There is plenty of opportunity for that in Tampa Bay.

There are about 15,000 businesses in the Tampa Bay area in the 15- to 100-employee range. Because Offsite has only 120 of them, Zielin says he cannot justify expanding into other communities.

“I still want to penetrate this market further,” he says.

Neighborhood Appeal
When Ron Zielin needed bigger office space for his growing computer support company, he was located in a pretty rough neighborhood of Tampa north of downtown and Interstate 275 on Franklin Street.

Around the corner was the Salvation Army, a probation office, soup kitchen and walk-in clinic. The homeless and down-and-out were everywhere.

He chose a dilapidated 4,000-square-foot building in the next block -- same neighborhood, same problems.

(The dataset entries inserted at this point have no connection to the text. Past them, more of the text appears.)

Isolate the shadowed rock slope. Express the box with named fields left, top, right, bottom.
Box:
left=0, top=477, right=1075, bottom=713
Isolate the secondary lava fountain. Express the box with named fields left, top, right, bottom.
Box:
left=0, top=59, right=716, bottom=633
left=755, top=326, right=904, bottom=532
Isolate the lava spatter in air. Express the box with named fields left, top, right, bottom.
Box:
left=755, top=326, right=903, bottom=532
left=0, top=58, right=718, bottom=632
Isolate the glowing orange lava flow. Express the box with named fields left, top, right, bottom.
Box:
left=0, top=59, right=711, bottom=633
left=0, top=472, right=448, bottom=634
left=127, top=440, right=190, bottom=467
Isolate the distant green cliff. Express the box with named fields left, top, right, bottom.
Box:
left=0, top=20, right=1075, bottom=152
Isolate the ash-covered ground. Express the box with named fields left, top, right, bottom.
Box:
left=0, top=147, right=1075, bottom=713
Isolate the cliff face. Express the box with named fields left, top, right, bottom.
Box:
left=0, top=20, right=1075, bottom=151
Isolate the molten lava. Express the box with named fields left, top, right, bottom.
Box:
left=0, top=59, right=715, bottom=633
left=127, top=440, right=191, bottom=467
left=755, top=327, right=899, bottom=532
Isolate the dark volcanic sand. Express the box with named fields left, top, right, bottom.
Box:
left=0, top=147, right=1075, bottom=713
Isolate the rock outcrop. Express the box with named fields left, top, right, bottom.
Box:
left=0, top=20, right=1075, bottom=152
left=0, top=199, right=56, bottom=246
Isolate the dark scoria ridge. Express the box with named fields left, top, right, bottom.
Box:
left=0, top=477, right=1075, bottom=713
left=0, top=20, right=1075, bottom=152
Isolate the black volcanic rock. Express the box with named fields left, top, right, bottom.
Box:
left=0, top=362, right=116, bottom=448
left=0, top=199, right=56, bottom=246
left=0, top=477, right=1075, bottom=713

But the area had everything Zielin needed for Offsite Technology Solutions: much cheaper land than downtown or Westshore, easy access to I-275 and the city of Tampa's incentives for businesses to locate in the blighted area. Plus, his company has very few walk-in customers. He admits that if storefront appeal really mattered, the location probably would not work.

He invested substantially in the industrial-tech look and maintained a flavor of the historic building. Inside, one would never know where it was located.

The only nod to the neighborhood was a beefed up security system and the purchase of the alley between his building and a vacant one to gate off so vagrants would not use it.